With MMath student Pranav Subramani and Professor Kamath, Nicholas co-led a project on accelerating DPSGD. His key innovation was explicit vectorization and just-in-time compilation to create a state-of-the-art implementation that was up to 50 times faster than the best alternatives. Nicholas then integrated this implementation in two open-source libraries to make privacy machine learning broadly accessible to both researchers and engineers. 

“I am incredibly impressed by Nic’s abilities, and his contributions to our joint project have been absolutely invaluable,” Professor Kamath said. “A common problem in differentially private machine learning and statistics is the fact that DPSGD is quite slow compared with the non-private version. Nic’s remarkably mature knowledge and experience with machine learning technologies helped lead us to a new framework, JAX, which would serve as a key part of the solution. He was able to suggest many insightful experiments to run. He simultaneously had a very deep understanding of how things worked and was able to explain them to me as well. Nic is a co-first author of our paper titled Enabling Fast Differentially Private SGD via Just-in-Time Compilation and Vectorization, which appeared at the Workshop on Privacy-Preserving Machine Learning at NeurIPS ’20. Since this paper appeared online, several differential privacy researchers have commented how useful and important this result is. I am confident that this finding will make a huge impact in the practice of private machine learning over the next several years.”

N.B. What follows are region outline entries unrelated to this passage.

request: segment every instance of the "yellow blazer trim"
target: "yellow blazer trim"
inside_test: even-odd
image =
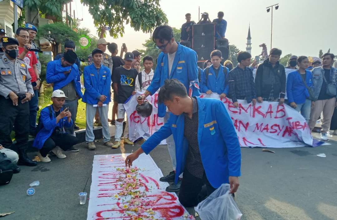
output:
[[[216,124],[216,121],[213,121],[209,123],[208,123],[207,124],[205,124],[204,125],[204,127],[205,128],[207,128],[208,127],[210,127],[212,126],[215,124]]]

In addition to these projects, Nicholas has conducted research on machine learning–driven software analysis with Professor Lin Tan of the Department of Electrical and Computer Engineering, practical second-order optimization algorithms for neural networks with Professor Pascal Poupart of the Cheriton School of Computer Science, and probabilistic modelling with Professor Martin Lysy of the Department of Statistics and Actuarial Science. He has also improved the neural network optimization algorithm library K-FAC at Google Brain, accelerated BERT inference at NVIDIA TensorRT, and developed data-driven models to identify fraud at John Hancock Financial.


Jessie W.H. Zou Memorial Award for Excellence in Undergraduate Research

Cheriton School of Computer Science Professor Ming Li and his family established the Jessie W.H. Zou Memorial Award for Excellence in Undergraduate Research in 2012 in honour of his late wife, Jessie Wenhui Zou.

Jessie was born on August 27, 1968 in Wuhan, China. She received her PhD in physics from Wuhan University when she was 26 years old. She loved the field of finance and continued to pursue her studies and graduated from the University of Waterloo’s statistical finance master’s program in 2000. Upon graduation, she worked at the Bank of Montreal, specializing in risk control management.

The Jessie W.H. Zou Memorial Award for Excellence in Undergraduate Research is valued at $1,000 and is presented annually to an undergraduate student enrolled in his or her final year of any program within the Faculty of Mathematics. Students must have demonstrated excellence in research and have been nominated by a faculty member who has supervised that research. The awardee is chosen by the Faculty of Mathematics Research Advisory Committee, chaired by the Associate Dean, Research.